During a hike up into Munson Creek that took most of the day today and stopped at the 3,800 foot level because of heavy snow on the trail, I was intrigued by some large areas of leaves that looked as though they belonged to huge violets. There were a number of buds among them that were clearly not those of violets (much too large) but no full blossoms. On my return, at a quarter of a mile from the trail head a heavy storm suddenly swept in consisting of hail and rain both, and then, as luck would have it, there was one in full bloom. One more photo taken from under a small umbrella that’s always in a pocket of my pack for such occasions.


Mule-ears, Wyethia amplexicaulis, (Sunflower family), are found only in Washington, Idaho, Montana, Oregon, Wyoming, Nevada, Utah and Colorado. This blossom is about 3 inches across.



  1. Great photos, especially in those conditions! We have Mule’s Earshere too, all over California, but as such things often go, it’s actually a different species, Wyethia helenioides. At least it’s in the same genus as yours! A quick trip through the excellent CalPhotos, searching for Wyethia turns up a number of species referred to as Mule’s Ears, including your W. amplexicaulis, and according to the every-useful USDA plants database, W. helenioides looks like it replaces W. amplexicaulis in California.


    Comment by Adam R. Paul — May 10, 2008 @ 10:12 am

  2. Some of the species are so close to each other. I saw on one site that these come in white also, supposedly in western Montana but I’ve never seen them. I bet they’re spectacular!


    Comment by montucky — May 10, 2008 @ 4:18 pm

  3. I’ve bookmarked many blogs – yours is my favorite! Your photos! Incredible…..


    Comment by Maureen — May 10, 2008 @ 8:06 pm

  4. Thank you Maureen! You are too kind!

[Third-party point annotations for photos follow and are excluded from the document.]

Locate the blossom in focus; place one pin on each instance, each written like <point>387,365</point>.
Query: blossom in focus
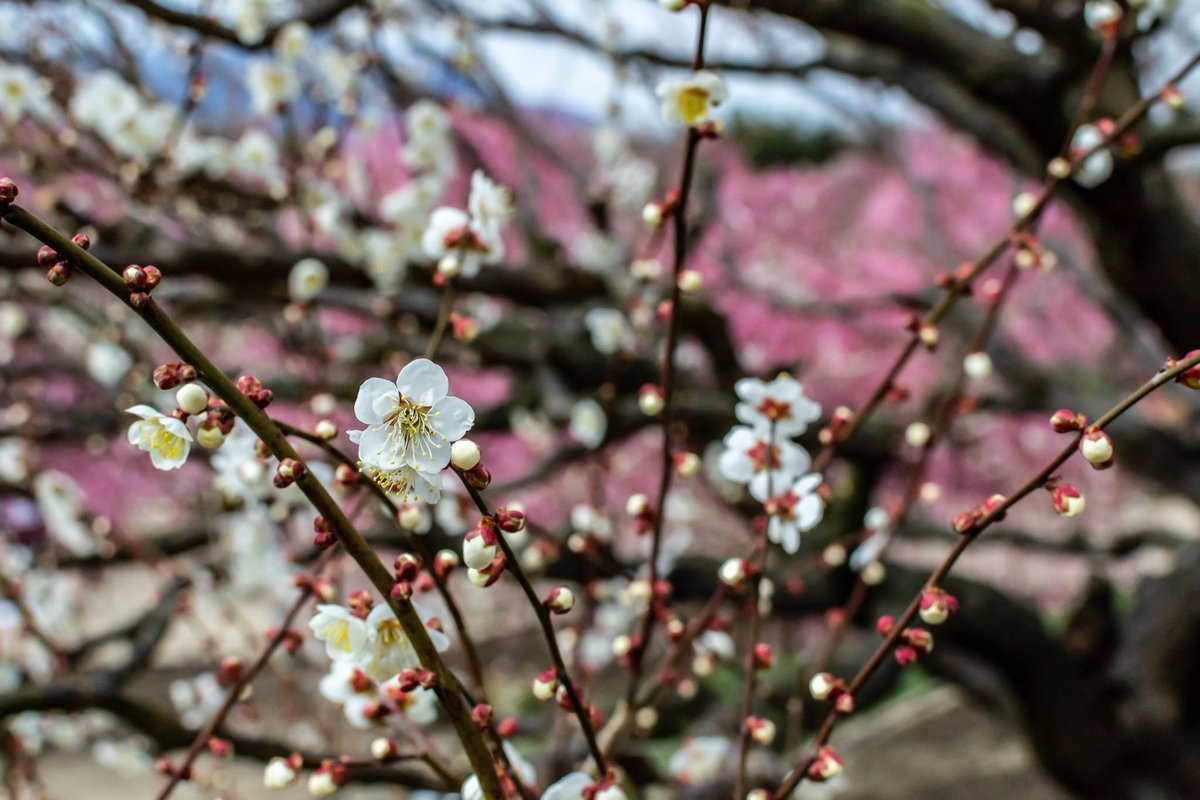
<point>690,101</point>
<point>411,423</point>
<point>163,437</point>
<point>751,457</point>
<point>779,404</point>
<point>388,650</point>
<point>343,633</point>
<point>793,512</point>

    Comment by montucky — May 10, 2008 @ 11:12 pm

  5. Even on rainy days we can find such wonders as this. Thanks for sharing it.

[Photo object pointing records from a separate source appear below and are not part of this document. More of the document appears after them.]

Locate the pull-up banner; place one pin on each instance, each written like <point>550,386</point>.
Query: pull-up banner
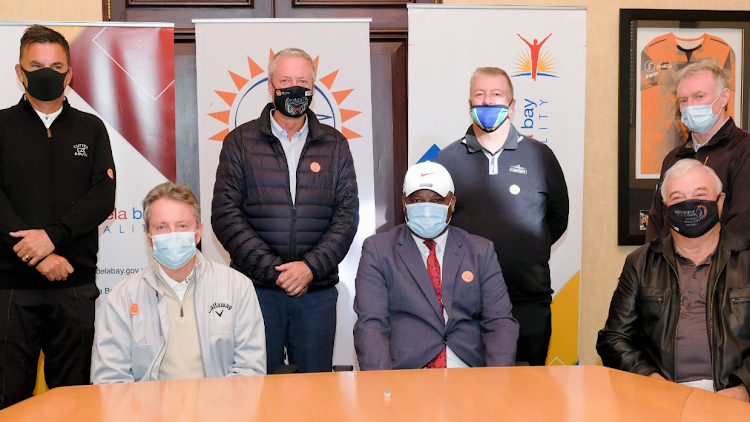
<point>124,74</point>
<point>232,60</point>
<point>543,50</point>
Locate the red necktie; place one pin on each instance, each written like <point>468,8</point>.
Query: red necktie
<point>433,269</point>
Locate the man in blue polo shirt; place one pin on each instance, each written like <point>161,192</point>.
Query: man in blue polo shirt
<point>513,192</point>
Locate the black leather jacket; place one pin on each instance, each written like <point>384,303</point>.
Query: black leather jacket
<point>640,333</point>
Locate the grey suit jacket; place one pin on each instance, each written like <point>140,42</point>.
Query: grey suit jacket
<point>400,325</point>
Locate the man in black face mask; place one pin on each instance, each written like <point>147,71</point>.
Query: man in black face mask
<point>286,209</point>
<point>57,184</point>
<point>681,311</point>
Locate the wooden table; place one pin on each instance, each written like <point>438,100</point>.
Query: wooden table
<point>573,393</point>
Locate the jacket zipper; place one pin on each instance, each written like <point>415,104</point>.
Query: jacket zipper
<point>674,341</point>
<point>711,325</point>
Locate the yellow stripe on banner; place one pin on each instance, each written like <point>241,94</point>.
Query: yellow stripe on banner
<point>563,346</point>
<point>41,384</point>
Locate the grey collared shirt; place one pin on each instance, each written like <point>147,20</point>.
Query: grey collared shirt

    Comment by knightofswords — May 11, 2008 @ 8:59 am

  6. Rainy days are exceptional to me because they tend to limit the focal length of my distractions.


    Comment by montucky — May 11, 2008 @ 10:12 am

  7. Pretty shots… there were a few on the mt. yesterday but I didn’t stop to take the photograph. I was too excited that I finally could get all the way to the top of the mt with only about two feet of snow standing in the way. We had fun and completely wore out the pups. (funny how on some day’s I just don’t take pictures at all!) Hopefully they will still be around when I take the second trip of the year.


    Comment by aullori — May 11, 2008 @ 3:24 pm

  8. I sure envy your trip to the top. I keep trying but so far haven’t even come close. The forecast for next week is for warm days, so maybe it will clear out at least a little snow. I have two places I want to try.


    Comment by montucky — May 11, 2008 @ 6:53 pm

  9. Hmm… a small umbrella in the pack. I need one of those! Very pretty flower!


    Comment by winterwoman — May 12, 2008 @ 4:56 am

  10. You might laugh at me for this, but several years ago I was doing some field tech work most of which was outdoors, and on one job on a very rainy day the only thing I could find for rain protection was a small girl’s umbrella (red) which collapses down to 8 inches long. After that job I stuffed it in a pocket on my pack it became a part of my hiking gear to keep my camera dry and let me take photos on rainy days.